Roland Barthes, Aula, 1977.
“Eis tudo
Vou falar de nada.
De nada.”
Marguerite Duras, Escrever, 1994.
Existem ao menos duas dificuldades elementares para começar a discutir a relação
entre silêncio e literatura. A primeira diz respeito ao próprio conceito de objeto, no sentido
em que é entendido tradicionalmente pelo discurso científico e a sua aplicabilidade à obra
literária. Neste discurso há uma distância entre o sujeito, que observa, e o objeto, passível
de apreensão pelo conhecimento. Aqui reside a primeira dificuldade, seria possível, de
alguma forma, traçar essa distância entre sujeito e objeto em se tratando de literatura? A
segunda dificuldade é relativa à complexidade de apreensão do silêncio, algo que na
linguagem corrente seja talvez mais fácil de entender pela negativa (ausência de palavras
ou sons) do que pelo seu aspecto significante em si. Primeiramente tentarei traçar a
relação do termo com a linguagem literária e com a escrita para posteriormente discutir a
incidência do silêncio na obra de Clarice Lispector, mais especificamente em Um sopro
de vida. Neste livro, o último da autora e publicado postumamente, um autor e a sua
personagem, Ângela Pralini, estabelecem um diálogo em que o silêncio, a linguagem e o
indizível aparecem como questões. As limitações da linguagem em fazer dizer, ao mesmo
tempo em que é único recurso para tal é o ponto que movimentará esse trabalho.

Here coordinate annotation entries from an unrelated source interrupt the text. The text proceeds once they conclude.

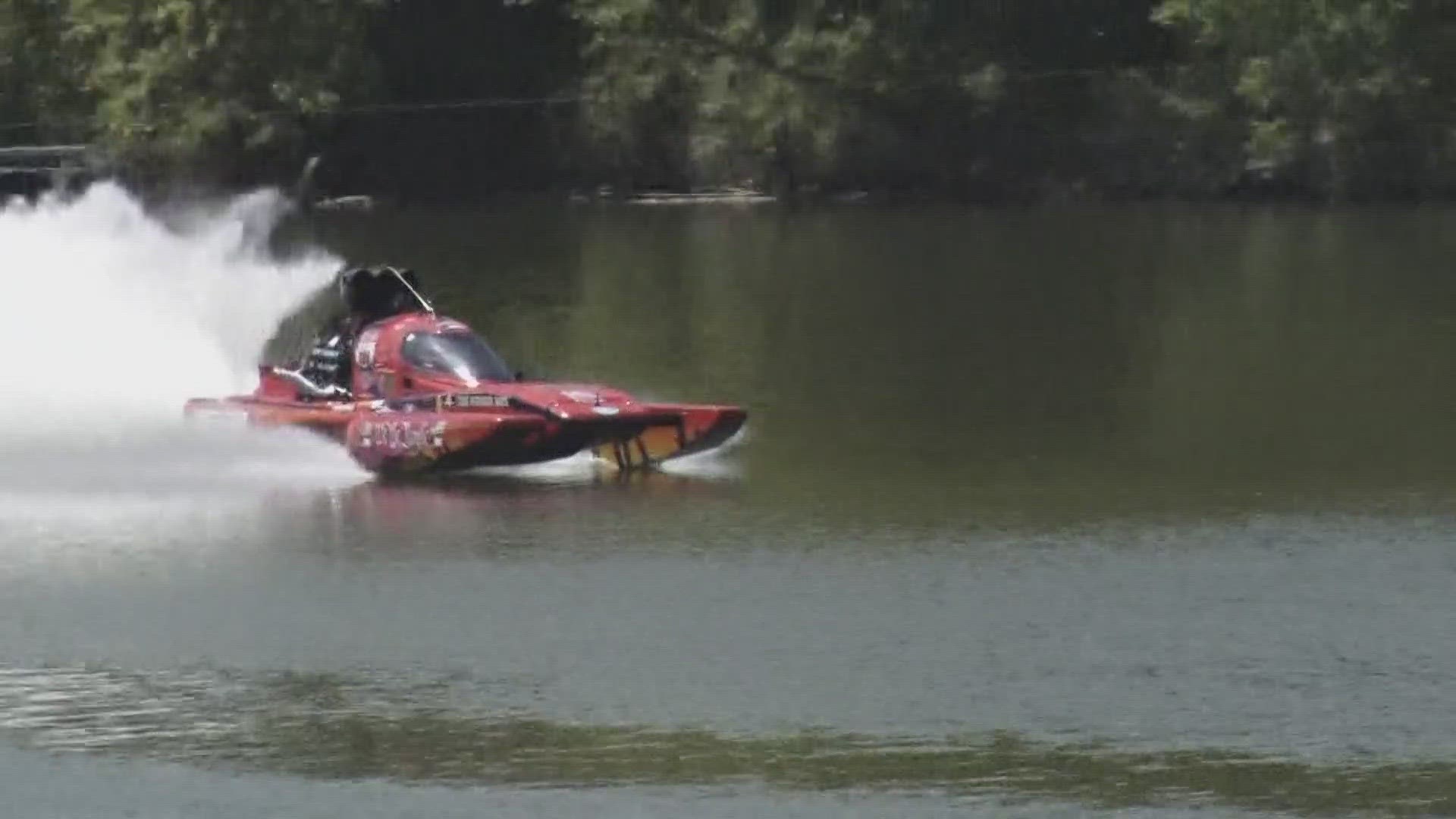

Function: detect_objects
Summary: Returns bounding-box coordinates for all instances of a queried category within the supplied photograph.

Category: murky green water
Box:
[0,207,1456,816]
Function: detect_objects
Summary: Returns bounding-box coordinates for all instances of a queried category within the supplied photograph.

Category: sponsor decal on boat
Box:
[358,421,446,453]
[440,394,511,410]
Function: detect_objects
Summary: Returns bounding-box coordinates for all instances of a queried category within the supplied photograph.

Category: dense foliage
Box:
[0,0,1456,199]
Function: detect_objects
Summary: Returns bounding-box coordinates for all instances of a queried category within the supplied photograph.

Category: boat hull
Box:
[185,397,747,475]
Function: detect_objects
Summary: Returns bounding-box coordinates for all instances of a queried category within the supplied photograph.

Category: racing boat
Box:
[185,305,747,475]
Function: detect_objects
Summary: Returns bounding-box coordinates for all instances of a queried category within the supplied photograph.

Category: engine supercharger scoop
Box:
[185,312,747,475]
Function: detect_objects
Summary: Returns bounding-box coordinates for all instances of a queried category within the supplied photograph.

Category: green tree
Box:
[0,0,92,144]
[1156,0,1445,198]
[65,0,381,179]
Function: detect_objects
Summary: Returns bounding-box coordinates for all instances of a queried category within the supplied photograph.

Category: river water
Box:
[0,192,1456,817]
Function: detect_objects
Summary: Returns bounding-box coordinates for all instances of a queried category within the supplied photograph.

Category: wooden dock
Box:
[0,144,106,199]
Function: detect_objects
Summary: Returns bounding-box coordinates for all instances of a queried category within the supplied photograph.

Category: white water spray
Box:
[0,184,362,490]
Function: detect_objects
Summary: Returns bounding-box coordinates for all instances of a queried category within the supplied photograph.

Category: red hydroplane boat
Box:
[185,309,747,475]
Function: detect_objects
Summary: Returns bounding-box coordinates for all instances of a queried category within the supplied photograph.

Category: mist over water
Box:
[0,182,362,493]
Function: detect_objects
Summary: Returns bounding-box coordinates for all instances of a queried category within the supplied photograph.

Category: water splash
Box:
[0,182,361,491]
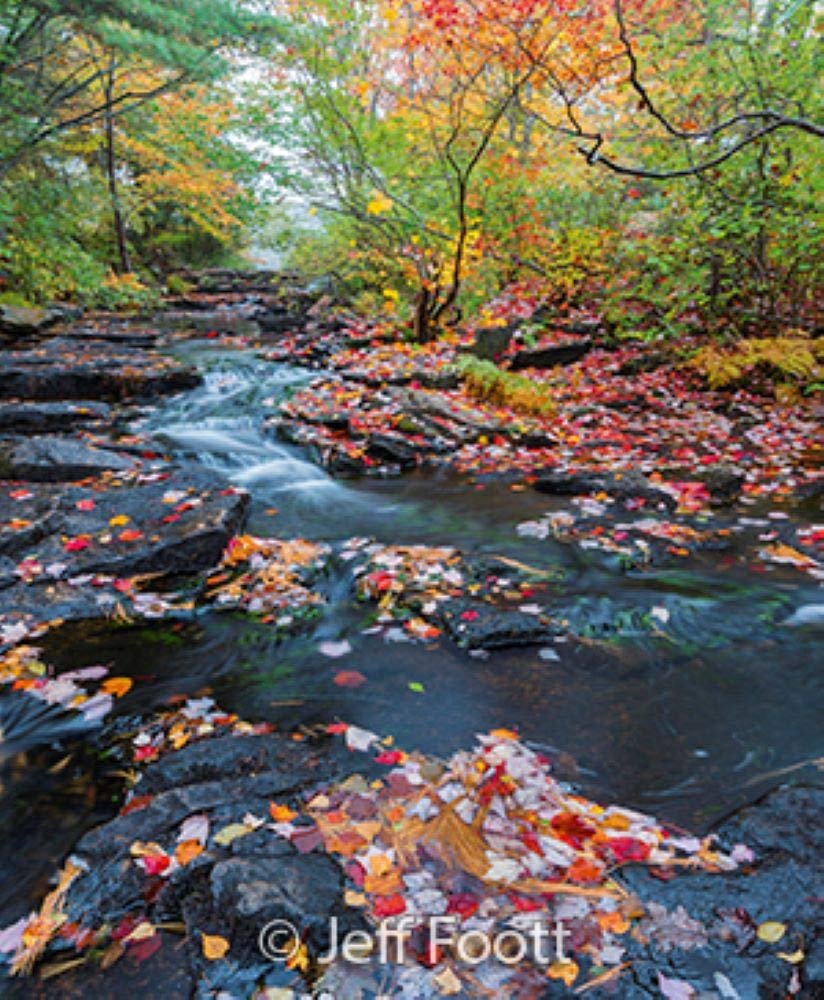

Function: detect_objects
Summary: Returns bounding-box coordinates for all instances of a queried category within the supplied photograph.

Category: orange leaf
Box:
[269,802,297,823]
[100,677,134,698]
[175,840,203,866]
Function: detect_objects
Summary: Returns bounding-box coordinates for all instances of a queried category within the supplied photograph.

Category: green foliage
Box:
[458,355,555,416]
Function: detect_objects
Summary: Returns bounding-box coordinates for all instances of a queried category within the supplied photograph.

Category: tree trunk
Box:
[412,288,436,344]
[105,60,132,274]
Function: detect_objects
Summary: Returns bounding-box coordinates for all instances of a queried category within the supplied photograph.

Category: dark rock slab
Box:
[467,323,518,361]
[616,787,824,1000]
[0,305,65,340]
[699,465,747,507]
[438,599,563,649]
[0,400,111,434]
[0,337,201,401]
[0,466,248,622]
[54,734,362,996]
[2,435,134,483]
[509,340,592,372]
[533,469,678,510]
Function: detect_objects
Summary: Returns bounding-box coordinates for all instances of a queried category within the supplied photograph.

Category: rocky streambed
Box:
[0,274,824,998]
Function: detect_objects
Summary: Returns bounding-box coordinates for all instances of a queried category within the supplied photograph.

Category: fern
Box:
[689,331,824,389]
[458,356,555,416]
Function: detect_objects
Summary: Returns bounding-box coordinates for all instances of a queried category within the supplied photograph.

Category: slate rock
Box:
[0,337,202,401]
[0,401,111,434]
[0,305,64,339]
[3,435,134,483]
[509,340,592,372]
[533,469,678,510]
[700,464,746,506]
[438,599,562,649]
[467,323,518,361]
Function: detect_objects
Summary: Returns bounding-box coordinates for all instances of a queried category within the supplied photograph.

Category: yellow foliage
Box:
[459,358,555,416]
[689,340,824,396]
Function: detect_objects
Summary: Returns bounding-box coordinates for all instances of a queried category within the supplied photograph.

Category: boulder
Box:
[0,401,111,434]
[700,465,747,506]
[0,337,202,401]
[0,305,64,340]
[46,733,358,996]
[533,469,678,510]
[614,787,824,1000]
[467,323,518,361]
[2,434,134,483]
[0,466,248,624]
[509,340,592,372]
[438,599,563,649]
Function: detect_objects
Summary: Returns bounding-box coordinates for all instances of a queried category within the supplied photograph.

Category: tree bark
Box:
[104,60,132,274]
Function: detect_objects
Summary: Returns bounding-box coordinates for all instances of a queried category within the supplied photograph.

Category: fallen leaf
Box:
[200,934,229,962]
[335,670,366,687]
[212,823,252,847]
[318,639,352,659]
[755,920,787,944]
[100,677,134,698]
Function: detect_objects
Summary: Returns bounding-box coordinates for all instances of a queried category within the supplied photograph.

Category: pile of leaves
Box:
[516,494,824,579]
[272,723,752,995]
[272,316,821,509]
[0,696,272,977]
[355,544,465,639]
[0,646,132,722]
[206,535,330,629]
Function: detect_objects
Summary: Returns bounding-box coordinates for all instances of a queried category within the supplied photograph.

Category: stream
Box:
[0,341,824,922]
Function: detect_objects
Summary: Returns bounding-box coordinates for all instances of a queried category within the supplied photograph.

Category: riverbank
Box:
[0,276,821,997]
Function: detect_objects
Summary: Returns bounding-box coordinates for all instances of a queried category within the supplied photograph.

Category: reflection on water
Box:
[0,345,824,919]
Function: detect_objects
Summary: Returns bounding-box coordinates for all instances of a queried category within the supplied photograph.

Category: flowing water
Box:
[0,342,824,922]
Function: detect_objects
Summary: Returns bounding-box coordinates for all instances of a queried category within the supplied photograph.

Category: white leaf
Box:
[177,813,209,844]
[658,971,695,1000]
[346,726,378,752]
[318,639,352,659]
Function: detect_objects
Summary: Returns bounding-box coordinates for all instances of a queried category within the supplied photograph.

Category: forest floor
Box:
[0,274,824,1000]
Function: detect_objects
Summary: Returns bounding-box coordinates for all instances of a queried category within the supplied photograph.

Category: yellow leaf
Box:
[433,967,463,997]
[756,920,787,944]
[366,191,392,215]
[546,959,578,986]
[269,802,297,823]
[200,934,229,962]
[175,840,203,867]
[123,920,157,941]
[214,823,252,847]
[100,677,133,698]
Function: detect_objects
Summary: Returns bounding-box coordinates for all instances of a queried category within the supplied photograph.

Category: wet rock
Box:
[0,337,201,401]
[0,305,65,340]
[2,435,134,483]
[616,787,824,1000]
[700,465,746,506]
[53,734,362,995]
[509,340,592,372]
[0,466,248,622]
[533,470,678,510]
[0,401,111,434]
[617,351,671,375]
[467,323,518,361]
[366,433,425,469]
[438,600,562,649]
[410,368,461,390]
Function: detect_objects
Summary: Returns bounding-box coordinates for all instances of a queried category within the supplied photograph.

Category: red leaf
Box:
[335,670,366,687]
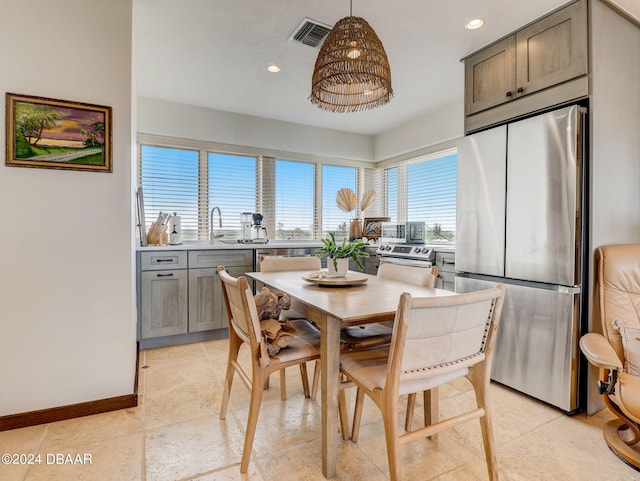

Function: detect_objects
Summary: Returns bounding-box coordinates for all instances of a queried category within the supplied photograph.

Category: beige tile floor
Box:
[0,340,640,481]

Colocando de outra forma: E quando as palavras faltam? Para pensar nessa questão, a
opção pelo Um sopro de vida se deu porque já nas primeiras páginas, esse autor do enredo
chama o livro de silencioso e afirma que ele “fala baixo”.
2.1 Sujeito e objeto na obra literária
Freud refere- se aos primeiros vestígios da atividade poética encontrando-os na
infância: “Talvez devêssemos dizer: toda criança que brinca se porta como um poeta, uma
vez que ela cria para si o seu próprio mundo, ou, para dizer com mais precisão, transpõe
as coisas de seu mundo para uma nova ordem, que lhe agrada” (FREUD, 2014, p. 80).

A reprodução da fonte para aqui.